Charlie_snell Context Aware Language Modeling for Goal Oriented Dialogue Systems 2022

[TOC]

Summary of paper

while supervised learning with large language models is capable of producing realistic text, how to steer such responses towards completing a specific task without sacrificing language quality remains an open question.
how can we scalably and effectively introduce the mechanisms of goal-directed decision making into end-to-end language models, to steer language generation toward completing specific dialogue tasks rather than simply generating probable responses.
they aim to directly finetune language models in a task-aware manner such that they can maximise a give utility function.

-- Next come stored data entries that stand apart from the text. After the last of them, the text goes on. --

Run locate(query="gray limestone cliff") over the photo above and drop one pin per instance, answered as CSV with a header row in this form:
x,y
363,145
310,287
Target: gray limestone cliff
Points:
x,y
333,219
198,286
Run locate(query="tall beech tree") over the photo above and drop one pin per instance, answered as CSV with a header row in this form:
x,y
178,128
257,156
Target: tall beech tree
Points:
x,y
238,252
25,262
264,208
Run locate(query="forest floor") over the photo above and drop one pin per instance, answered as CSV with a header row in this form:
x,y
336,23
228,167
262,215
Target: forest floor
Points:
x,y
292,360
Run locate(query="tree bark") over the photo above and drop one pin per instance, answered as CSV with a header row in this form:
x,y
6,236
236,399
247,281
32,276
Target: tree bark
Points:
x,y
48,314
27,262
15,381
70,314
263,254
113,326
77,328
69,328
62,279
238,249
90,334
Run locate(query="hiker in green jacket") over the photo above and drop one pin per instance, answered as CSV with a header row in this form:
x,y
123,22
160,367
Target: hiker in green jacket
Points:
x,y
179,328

it seems like the manipulation of training dataset and also the auxiliary objective are the two main “innovations” of the model.

Dialogue

dialogue can also be viewed as a sequential decision making process, which is well-suited to planning and reinforcement learning (RL) algorithm
Training such a system with active human-in-the-loop interaction quickly becomes expensive and cumbersome, making it desirable to develop techniques for goal-directed training of dialogue system that can effectively leverage offline data
Most systems take a pipelined approach, where an abstract representation of state and actions is designed by hand and then combined with RL, rather than generating dialogue end-to-end.
These pipelined approaches rely on a manually designed decomposition of the dialogue task, which may be domain specific and more importantly, may not enjoy all the benefits of tightly integrating low level text generation with the overall goals of the task.

Formulation

large language models can already be formulated within a MDP as capturing both the dynamics and policy for a decision
- the dynamics of a MDP define how states, obervations and reward are generated at each time step.
dialogue history serves as state, and the agent’s utterances serve as actions.
they propose a conditional imitation learning strategy coupled with a novel task relabelling approach that can finetune language model from offline data. (imitation?)
in the end, the model still represents the joint distribution over dialogues, but tilts this distribution towards dialogues with high rewards

Dialogue Task relabelling

Context aware fine-tuning

While these high-level actions are theoretically learnable from correlations between the dialogue and the given context, in general, we find that learning these correlations corresponds to a relatively small decrease in dialogue entropy under the model.
As a result, the model is less incentivized to learn these correlations relevant tot he task than the form of the dialogue
- this is the trade off between fluency and the goal-oriented
ISSUE: the primary high-level action involved in Air Dialogue is the decision of which flight table entry, if any, to recommend to the user. They therefore implement the auxiliary objective as a classification head on top of the language model, trained to predict the flight table entry that meets the customer’s request.
BUT this is specific to the AirFlight dataset.